Numbers were rounded off

   Nowadays, our culture obliges us to be precise. If several friends are going to take a flight, they have to be there at 4:20 P. M.. In past centuries it was not like this, if several friends got together to take a trip on horseback, they had to be at the starting point either mid-morning or after lunch.

   With the same reason, when a census is done today, numbers are exact, but the custom in that time was to round out numbers. For example, if they counted 3,218 persons, they wrote 3,200 and if 3,288 were counted, it was 3,300.

   In the following passage, we see proof of this. In Numbers 3:22 it says that the descendants of Gerson were 7,500. In 28, it says that the ones from Coath were 8,600; and in 34 it says that the ones from Merari were 6,200. It is too coincidental that all three would end in two zeros. It is a possibility of three hundred to one that they would all end in zeros. Let’s see.

 

Those that were numbered of them, according to the number of all the males, from a month old and upward, even those that were numbered of them were seven thousand and five hundred.”     (Numbers 3:22)

 

In the number of all the males, from a month old and upward, were eight thousand and six hundred, keeping the charge of the sanctuary.”                 (Numbers 3:28)

 

And those that were numbered of them, according to the number of all the males, from a month old and upward, were six thousand and two hundred.”

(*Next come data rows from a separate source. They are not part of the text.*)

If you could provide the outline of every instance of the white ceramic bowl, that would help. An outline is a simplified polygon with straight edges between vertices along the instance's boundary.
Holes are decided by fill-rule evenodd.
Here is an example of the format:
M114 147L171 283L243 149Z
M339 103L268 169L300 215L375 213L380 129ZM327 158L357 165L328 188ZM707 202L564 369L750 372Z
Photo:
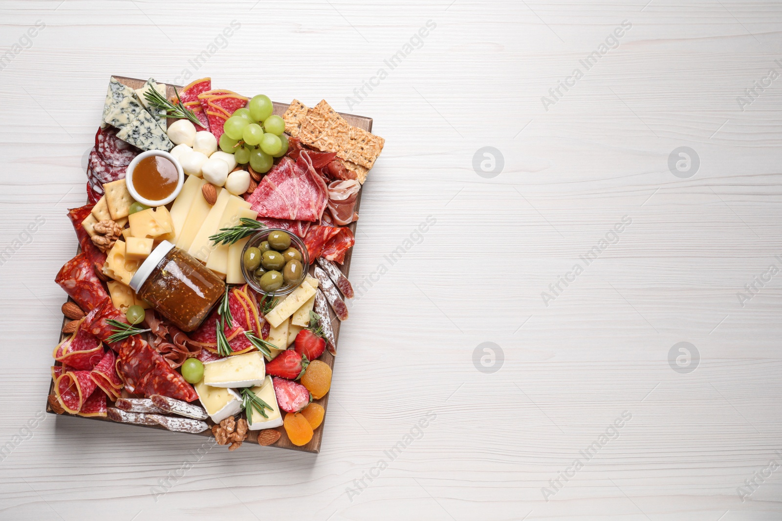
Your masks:
M141 161L144 158L148 158L150 155L159 155L160 157L164 157L169 161L170 161L172 163L174 163L174 166L177 167L177 174L179 176L179 178L177 180L177 187L174 189L174 191L171 192L171 194L167 197L165 199L160 199L160 201L151 201L150 199L147 199L146 198L142 197L141 195L138 194L138 192L137 192L136 189L133 187L133 170L135 170L136 165L138 164L139 161ZM131 193L131 196L133 197L133 198L138 201L138 202L142 203L142 205L146 205L147 206L150 207L163 206L163 205L167 205L168 203L174 201L175 198L177 198L177 196L179 195L179 192L182 191L182 184L185 184L185 172L182 170L182 166L179 163L179 161L177 160L177 158L174 157L168 152L164 152L163 150L148 150L145 152L142 152L138 155L133 158L133 161L131 161L131 164L127 166L127 170L125 173L125 184L127 185L127 191Z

                                          (Numbers 3:34)

 

All that were numbered of the Levites, which Moses and Aaron numbered at the commandment of the LORD, throughout their families, all the males from a month old and upward, were twenty and two thousand.”                        (Numbers 3:39)

 

   It is not only this that I just said what shows that this was the custom, but in verse 39, where it says that all the ones that had been counted among the Levites were 22,000. The sum of 7,500 + 8,600 + 6,200 = 22,300 and not 22,000. This indicates to us that the amount was rounded off by subtracting the 300. When there were other cases, however that have the need to better exactitude due to the circumstances, the count was exact as in the case of Ezra and Nehemiah, when they made a census of the nation that returned from Babylon.